Israel starts construction on Gaza underground wall
by Associated Press
JerusalemSep 10, 2016 - 12:00 am GMT+3
by Associated Press
Sep 10, 2016 12:00 am
Israeli defense officials on Thursday said the government has begun work on a massive underground barrier along the border with Gaza meant to block Hamas militants from tunneling into Israel. The project is the hallmark of a huge Israeli effort to halt the Hamas tunnels, which military officials have identified as a strategic threat. Hamas militants have used underground tunnels to attack Israelis.
During a 2014 war, Hamas militants managed on several occasions to make their way into Israel through their tunnel network, though they did not reach nearby civilian areas.
Israel destroyed some 32 tunnels during that conflict and has announced the discovery of several more tunnels since then.
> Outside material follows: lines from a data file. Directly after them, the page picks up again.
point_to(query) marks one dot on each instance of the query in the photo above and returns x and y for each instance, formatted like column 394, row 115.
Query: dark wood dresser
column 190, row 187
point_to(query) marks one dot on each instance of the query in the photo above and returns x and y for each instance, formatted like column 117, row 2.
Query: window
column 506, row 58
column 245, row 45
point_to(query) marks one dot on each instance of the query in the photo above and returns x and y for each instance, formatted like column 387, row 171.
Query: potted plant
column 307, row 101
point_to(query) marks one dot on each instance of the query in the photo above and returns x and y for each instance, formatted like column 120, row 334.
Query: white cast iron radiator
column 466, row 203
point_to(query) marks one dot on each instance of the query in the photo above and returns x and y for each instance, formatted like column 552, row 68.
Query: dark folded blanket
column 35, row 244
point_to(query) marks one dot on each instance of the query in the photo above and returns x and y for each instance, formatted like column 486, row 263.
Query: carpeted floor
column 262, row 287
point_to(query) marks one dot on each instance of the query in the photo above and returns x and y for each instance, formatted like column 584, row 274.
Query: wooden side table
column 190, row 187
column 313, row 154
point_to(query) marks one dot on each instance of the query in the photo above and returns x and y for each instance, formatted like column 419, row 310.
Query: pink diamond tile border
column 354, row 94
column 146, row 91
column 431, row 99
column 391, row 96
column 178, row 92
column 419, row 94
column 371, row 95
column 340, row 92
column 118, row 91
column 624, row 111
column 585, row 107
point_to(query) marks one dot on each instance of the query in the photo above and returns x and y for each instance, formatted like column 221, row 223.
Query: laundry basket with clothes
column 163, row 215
Israel has already surrounded Gaza with a sophisticated above-ground fence fortified with sensors, cameras, barbed wire and watch towers.
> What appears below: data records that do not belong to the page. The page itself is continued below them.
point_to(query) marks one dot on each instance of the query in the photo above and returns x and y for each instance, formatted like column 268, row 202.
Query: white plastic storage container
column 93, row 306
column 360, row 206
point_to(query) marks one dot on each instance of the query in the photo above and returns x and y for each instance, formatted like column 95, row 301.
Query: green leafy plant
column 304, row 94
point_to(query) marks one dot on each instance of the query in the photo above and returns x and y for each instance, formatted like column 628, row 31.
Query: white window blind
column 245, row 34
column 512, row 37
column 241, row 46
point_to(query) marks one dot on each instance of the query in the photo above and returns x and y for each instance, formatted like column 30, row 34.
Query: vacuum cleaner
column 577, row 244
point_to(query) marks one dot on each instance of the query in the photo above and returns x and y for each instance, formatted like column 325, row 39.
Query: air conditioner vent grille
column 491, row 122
The defense officials, speaking on condition of anonymity because they were discussing a classified matter, said work on the underground barrier had begun in recent weeks. When it is completed, it is expected to stretch the entire length of the roughly 70-kilometer border. The officials said the concrete barrier will run dozens of meters deep. Israel is currently building an initial phase of the barrier over a small stretch of land measuring dozens of meters.
At Kibbutz Erez, a community on Israel's southern border with Gaza, work crews were busy Thursday using cranes, heavy machinery and cement mixers. Caravans were scattered around the site, while large metal pipes ran along the ground. The officials said the barrier's construction could take years.
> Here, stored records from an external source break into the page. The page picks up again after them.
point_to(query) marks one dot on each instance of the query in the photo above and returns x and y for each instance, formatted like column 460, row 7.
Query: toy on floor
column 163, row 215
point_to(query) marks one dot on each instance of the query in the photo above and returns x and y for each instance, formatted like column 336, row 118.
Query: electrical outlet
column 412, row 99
Salah Bardawil, a senior Hamas official in Gaza, said the group would not be deterred. "The Palestinian people and the resistance can overcome all the obstacles made by the occupation. The resistance is creative and advanced and doesn't care about the occupation's procedures," he said.
Meanwhile, the Palestinian high court on Thursday postponed municipal elections that had been set for next month, putting on hold what would have been the first real test of political support for archrivals Hamas and Fatah in a decade. The delay of the vote is bound to stir more tensions between Fatah, the movement of Western-backed Palestinian President Mahmoud Abbas, and Hamas, an Islamic militant group.
It will also make it less likely the two sides will be able to end their territorial split, with Hamas entrenched in the Gaza Strip and Abbas in autonomous enclaves of the Israeli-occupied West Bank. The rift has undercut Abbas' claim to be a leader of all Palestinians and weakened him in past negotiations with Israel on Palestinian statehood.
The Oct. 8 vote would have been their first electoral contest since Hamas drove Abbas loyalists from their posts in Gaza in 2007, a year after the group won parliament elections. Since the Hamas takeover, repeated reconciliation attempts have failed while both sides deepened control over their respective territories.